The woman’s body is luscious but self-contained, suggesting that this is not an erotic pose, not quite. She is naked from the waist up, her heavy breasts seeming to offer an invitation, yet her thoughtful glance, staring out beyond the picture, suggests that she has other things on her mind.
The painting, titled Self-Portrait as Tahitian, poses a question. If the artist isn’t Tahitian, nor, as her dark skin and full lips suggest, European, what are her origins?
In fact, this painting is the work of the important, but now little-known, 20th-century Hungarian-Indian artist Amrita Sher-Gil, whose brief and brilliant career ended with her tragic death at the age of 28.
Sixty years before Tracey Emin, Sher-Gil scandalised audiences around the world by putting women’s bodies – her own, her friends’ and those of ordinary Indians – at the centre of her extraordinary art.
By the time she died in 1941 her paintings were only beginning to become popular in India and in Europe. ‘I hate cheap emotional appeal,’ she declared as she went about challenging the clichés of the ‘exotic East’ – bejewelled figures posing in splendour with an elephant somewhere in the mix – with her truthful painting, full of the heat and dust of 20th-century India as it emerged from a century of British rule.
Often referred to as ‘the Indian Frida Kahlo’ because of the revolutionary way she blended the outlines of modern European painting with ‘primitive’ forms, Amrita led a life as compelling and unorthodox as her art.
What makes her story even more fascinating is that her early years were recorded for posterity by her father, a photographer – and offer insights into both Amrita herself and European and Indian high society in the 1920s.
Born on the eve of the First World War, Amrita Sher-Gil grew up in Budapest. Her parents were Marie Antoinette Gottesmann, a Hungarian opera singer, and Umrao Sher-Gil, a Sikh aristocrat with a deep scholarly interest in Sanskrit and astronomy.

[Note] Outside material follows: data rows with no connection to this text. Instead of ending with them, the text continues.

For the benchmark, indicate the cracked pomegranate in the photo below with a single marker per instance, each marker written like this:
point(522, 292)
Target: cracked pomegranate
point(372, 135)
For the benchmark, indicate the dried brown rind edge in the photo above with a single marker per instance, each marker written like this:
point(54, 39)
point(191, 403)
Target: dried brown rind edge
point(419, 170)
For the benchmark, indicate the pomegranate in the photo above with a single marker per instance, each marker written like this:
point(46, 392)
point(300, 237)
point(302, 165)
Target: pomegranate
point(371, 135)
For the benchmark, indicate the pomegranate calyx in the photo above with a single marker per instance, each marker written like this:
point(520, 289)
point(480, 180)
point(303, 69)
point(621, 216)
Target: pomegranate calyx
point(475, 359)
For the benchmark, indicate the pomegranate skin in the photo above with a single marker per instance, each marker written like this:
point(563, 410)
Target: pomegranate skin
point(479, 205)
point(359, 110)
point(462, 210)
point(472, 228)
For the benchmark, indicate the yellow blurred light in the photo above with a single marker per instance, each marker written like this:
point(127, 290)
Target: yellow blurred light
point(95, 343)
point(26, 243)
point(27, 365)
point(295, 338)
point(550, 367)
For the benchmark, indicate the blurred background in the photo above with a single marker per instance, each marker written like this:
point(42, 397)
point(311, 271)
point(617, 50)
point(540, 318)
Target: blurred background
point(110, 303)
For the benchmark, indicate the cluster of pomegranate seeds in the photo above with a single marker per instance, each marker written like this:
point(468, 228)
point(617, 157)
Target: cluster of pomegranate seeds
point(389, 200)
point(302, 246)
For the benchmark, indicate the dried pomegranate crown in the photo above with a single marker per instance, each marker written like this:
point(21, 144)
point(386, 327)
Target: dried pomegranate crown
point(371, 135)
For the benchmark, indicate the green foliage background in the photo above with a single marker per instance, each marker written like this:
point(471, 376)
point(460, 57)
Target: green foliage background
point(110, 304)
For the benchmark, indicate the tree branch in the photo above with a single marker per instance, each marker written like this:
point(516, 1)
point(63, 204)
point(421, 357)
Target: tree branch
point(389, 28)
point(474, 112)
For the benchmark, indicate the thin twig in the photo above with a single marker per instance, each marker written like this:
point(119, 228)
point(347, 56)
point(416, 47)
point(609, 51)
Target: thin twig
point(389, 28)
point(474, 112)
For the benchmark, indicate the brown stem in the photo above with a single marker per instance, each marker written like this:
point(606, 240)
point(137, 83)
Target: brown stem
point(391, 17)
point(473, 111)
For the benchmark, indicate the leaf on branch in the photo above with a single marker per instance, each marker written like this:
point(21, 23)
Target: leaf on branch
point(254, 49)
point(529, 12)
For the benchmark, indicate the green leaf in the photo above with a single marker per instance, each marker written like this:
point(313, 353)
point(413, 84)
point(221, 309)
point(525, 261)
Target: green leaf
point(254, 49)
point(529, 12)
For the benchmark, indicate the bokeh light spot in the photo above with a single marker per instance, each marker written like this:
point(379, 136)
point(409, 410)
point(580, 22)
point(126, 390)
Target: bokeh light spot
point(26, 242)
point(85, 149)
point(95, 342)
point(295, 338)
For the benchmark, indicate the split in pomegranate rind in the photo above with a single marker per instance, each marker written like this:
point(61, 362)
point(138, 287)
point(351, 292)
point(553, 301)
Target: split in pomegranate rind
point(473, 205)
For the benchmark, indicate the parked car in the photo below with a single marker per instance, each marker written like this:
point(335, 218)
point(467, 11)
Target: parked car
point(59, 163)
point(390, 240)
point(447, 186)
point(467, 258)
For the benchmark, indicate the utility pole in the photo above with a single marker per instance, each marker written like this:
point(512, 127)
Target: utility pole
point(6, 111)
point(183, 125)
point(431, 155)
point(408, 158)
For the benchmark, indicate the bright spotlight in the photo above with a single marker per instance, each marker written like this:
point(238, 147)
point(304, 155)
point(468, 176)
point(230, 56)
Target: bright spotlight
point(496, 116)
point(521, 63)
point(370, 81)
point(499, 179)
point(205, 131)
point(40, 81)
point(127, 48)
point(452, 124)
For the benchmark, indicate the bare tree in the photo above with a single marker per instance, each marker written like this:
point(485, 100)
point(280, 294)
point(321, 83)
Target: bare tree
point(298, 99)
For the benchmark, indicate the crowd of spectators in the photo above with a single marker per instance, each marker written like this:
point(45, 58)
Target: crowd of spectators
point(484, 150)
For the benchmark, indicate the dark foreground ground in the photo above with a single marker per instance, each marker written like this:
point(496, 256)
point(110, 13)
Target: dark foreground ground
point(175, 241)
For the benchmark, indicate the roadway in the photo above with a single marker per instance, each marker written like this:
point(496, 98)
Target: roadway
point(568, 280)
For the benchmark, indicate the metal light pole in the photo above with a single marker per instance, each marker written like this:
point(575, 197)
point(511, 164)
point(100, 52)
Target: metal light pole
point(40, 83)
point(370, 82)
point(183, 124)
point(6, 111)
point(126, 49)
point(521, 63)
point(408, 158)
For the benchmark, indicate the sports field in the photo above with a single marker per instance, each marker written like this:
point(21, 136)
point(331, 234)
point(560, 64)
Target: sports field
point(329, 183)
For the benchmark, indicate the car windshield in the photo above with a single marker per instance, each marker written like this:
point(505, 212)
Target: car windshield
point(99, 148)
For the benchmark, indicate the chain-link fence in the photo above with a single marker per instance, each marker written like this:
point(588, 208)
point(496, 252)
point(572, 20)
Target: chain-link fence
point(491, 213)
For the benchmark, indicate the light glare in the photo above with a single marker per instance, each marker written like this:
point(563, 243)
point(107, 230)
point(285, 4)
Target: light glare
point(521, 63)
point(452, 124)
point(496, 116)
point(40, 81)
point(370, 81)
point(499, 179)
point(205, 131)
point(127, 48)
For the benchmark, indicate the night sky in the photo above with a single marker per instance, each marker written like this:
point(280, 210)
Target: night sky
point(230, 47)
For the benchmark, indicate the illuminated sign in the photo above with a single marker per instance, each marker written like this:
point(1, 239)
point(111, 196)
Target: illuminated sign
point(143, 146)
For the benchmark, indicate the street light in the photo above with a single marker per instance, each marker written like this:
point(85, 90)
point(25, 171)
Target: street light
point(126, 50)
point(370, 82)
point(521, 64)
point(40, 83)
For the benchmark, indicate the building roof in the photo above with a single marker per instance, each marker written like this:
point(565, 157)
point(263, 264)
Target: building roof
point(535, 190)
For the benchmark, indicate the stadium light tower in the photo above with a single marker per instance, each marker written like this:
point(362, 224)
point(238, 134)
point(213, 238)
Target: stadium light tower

The pair first met in 1912, while Marie Antoinette was touring Lahore, and the following year moved to her home city, where they were forced to remain until the end of the war.
The Sher-Gil family lived an unconventional life – one filled with grand political connections and glittering diplomacy, as well as intellectual enquiry and artistic endeavour. With so many people displaced during the war, the Sher-Gils were less conspicuous in Budapest than they might otherwise have been.
None the less, Umrao, who was an early adopter of camera technology, became fascinated by the way he could use home photography to document the unusual circumstances of his family. One of the earliest pictures of Amrita was taken in 1913 and shows Marie Antoinette sitting up in bed proudly, an extravagant bow in her hair and her baby swaddled in a froth of broderie anglaise. To one side of this deeply conventional tableau sits the proud father, neatly dressed in a conservative Western suit, incongruously topped with a turban.